3. Mandatory retirement of state justices and judges at 70 is a waste of talent, knowledge and experience. In 1959, when the mandatory retirement clause was included in Hawai`i’s Constitution, the average life expectancy was only 71.55. Improvements in health and medicine have improved the average life expectancy to almost 78. A judge who is physically and mentally capable of continuing to serve should not be required to retire based on age alone.
4. Most States have higher or no age limitation. State judges in 18 states have no age restrictions at all and 12 states and the District of Columbia have a mandatory age above 70. Twenty-one states, including Hawai`i, require retirement at age 70; however, the trend among states is toward longer service (down from 24 states in 1999). Further, federal judges have no mandatory retirement age.

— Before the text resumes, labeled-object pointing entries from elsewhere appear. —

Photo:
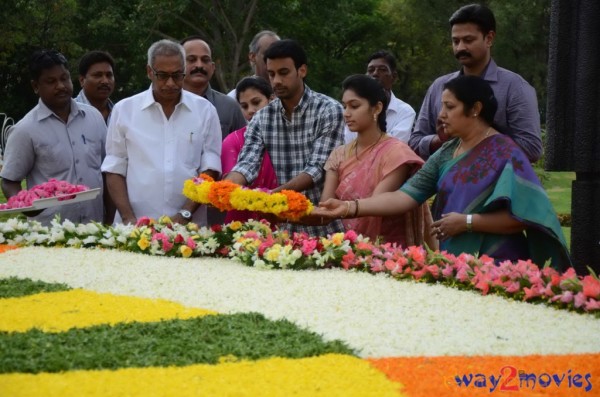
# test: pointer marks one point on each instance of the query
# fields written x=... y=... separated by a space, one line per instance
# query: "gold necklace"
x=368 y=148
x=487 y=132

5. Because our state judges do not have life time appointments – appellate judges serve for ten years, subject to reappointment by the Judicial Selection Commission – a mandatory retirement age does not make sense. Physicians face no similar bar, nor do mayors, governors, generals, admirals, U.S. senators or the president. Are their jobs less important or their occupations less prone to senility? Besides, term limitation for judges protects against someone who has completely lost mental abilities from continuing to serve for an extended period of time.
6. Hawai`i provides an appropriate system of judicial review that operates regardless of age. The Hawai`i Commission on Judicial Conduct investigates reports of judicial misconduct and may recommend dismissal to the Hawai`i Supreme Court. The Judicial Performance program periodically conducts performance reviews and evaluations after soliciting comments from the attorneys who practice before that judge. For disability or impairment, judges are referred to the Supreme Court’s Attorneys and Judges Assistance program. In addition, for those judges who wish to continue in office at the end of their terms, the Judicial Selection Commission reviews their performances, including soliciting public comment through notices published in the newspapers. If the electorate has concerns about judges’ performances, then this system should be examined and improved. However, these many checks ensure that it is highly unlikely that an unqualified judge would be able to remain on the bench.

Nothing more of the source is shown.